Aku memilih menggunakan air dingin karena badanku sangat kepanasan dan sangat lengket sekarang ini. Sesudah memuaskan diri membasuh diriku, aku segera keluar dan berganti pakaian. Ketika aku kembali ke teman-temanku, aku melihat mereka semua sudah ada di meja makan dan menyiapkan makanan dan juga minuman untukku. Jarang sekali mereka berbaik hati seperti ini.
"Setidaknya sekarang kau tidak bau keringat lagi!" Ledek Tio sambil menutup hidungnya membuat yang lainnya terkekeh pelan. Aku tidak menjawab dan langsung menuju kursiku.
"Tumben sekali kalian berbaik hati padaku seperti ini." Kataku menggoda mereka.
"Kau pantas mendapatkannya. Hari ini aku terlalu keras kepadamu." Seru Alex membuatku berdecak kesal.

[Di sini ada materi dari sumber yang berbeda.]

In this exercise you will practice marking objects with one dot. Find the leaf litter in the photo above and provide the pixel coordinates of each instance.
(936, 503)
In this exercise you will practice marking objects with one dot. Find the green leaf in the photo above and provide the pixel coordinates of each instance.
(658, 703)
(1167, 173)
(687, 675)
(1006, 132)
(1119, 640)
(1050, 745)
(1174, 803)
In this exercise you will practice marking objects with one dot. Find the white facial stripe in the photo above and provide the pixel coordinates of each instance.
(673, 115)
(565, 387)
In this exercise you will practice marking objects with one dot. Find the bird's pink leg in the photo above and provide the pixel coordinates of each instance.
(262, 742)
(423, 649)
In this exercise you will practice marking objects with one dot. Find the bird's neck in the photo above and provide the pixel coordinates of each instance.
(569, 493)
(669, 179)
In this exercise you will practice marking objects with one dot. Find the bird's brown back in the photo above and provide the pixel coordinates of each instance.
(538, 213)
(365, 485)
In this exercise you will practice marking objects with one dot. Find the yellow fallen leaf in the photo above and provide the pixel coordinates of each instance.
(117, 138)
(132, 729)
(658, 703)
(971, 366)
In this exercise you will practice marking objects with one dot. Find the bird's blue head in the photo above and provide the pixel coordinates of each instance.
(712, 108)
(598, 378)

"Hei itu terjadi karena seluruh tenagaku sudah habis karena basket." Seruku membela diri.
"What ever!" Serunya sambil memutar matanya. Aku hanya terkekeh pelan melihatnya.
"Oh God! I'm starving!" Seruku kelaparan.
Aku pun mengalihkan perhatian dari ketiga temanku kepada makanan yang sangat menggiurkan di depan. Aku langsung menyikat habis karena aku benar-benar lapar. Seluruh kegiatan hari ini membuat cacing-cacing di perutku berteriak minta makan.
Setelah selesai menyikat habis seluruh makanan, bahkan sampai menambah beberapa kali, kami pun berbincang sebentar di dapur. Seperti biasa kami langsung menuju sofa dan mulai membicarakan mengenai kejadian ini.
Mereka memberitahuku bagaimana Drea menceritakan rahasianya. Mereka tidak menyangka jika Drea lumpuh dan teka-teki yang selama ini berusaha kita pecahkan, terpecahkan dengan sendirinya. Aku pun mulai menceritakan kepada mereka bagaimana aku mengetahuinya dan mengenai masa lalu dirinya dan juga phobianya.
"Wow.. Kau sangat pintar menyembunyikan rahasia Rev. Kau mengetahui semuanya ini namun kami sama sekali tidak mengetahuinya." Kata Tio memujiku.
"Sebenarnya Aldo dan Alex mengetahui sebagian kecil dari ini semua." Elakku.
"Tapi tetap saja kau hanya memberitahu kami secuil informasi yang tidak terlalu berarti." Keluh Alex kesal.
"Kau menganggapnya tidak berarti tapi sebenarnya kau sudah memberiku sebuah saran agar menjauh dari Drea dan menyebabkanku mengetahui semuanya ini." Jawabku.
"Kau tidak bisa mengeluh lagi Lex." Ledek Aldo sambil tersenyum puas.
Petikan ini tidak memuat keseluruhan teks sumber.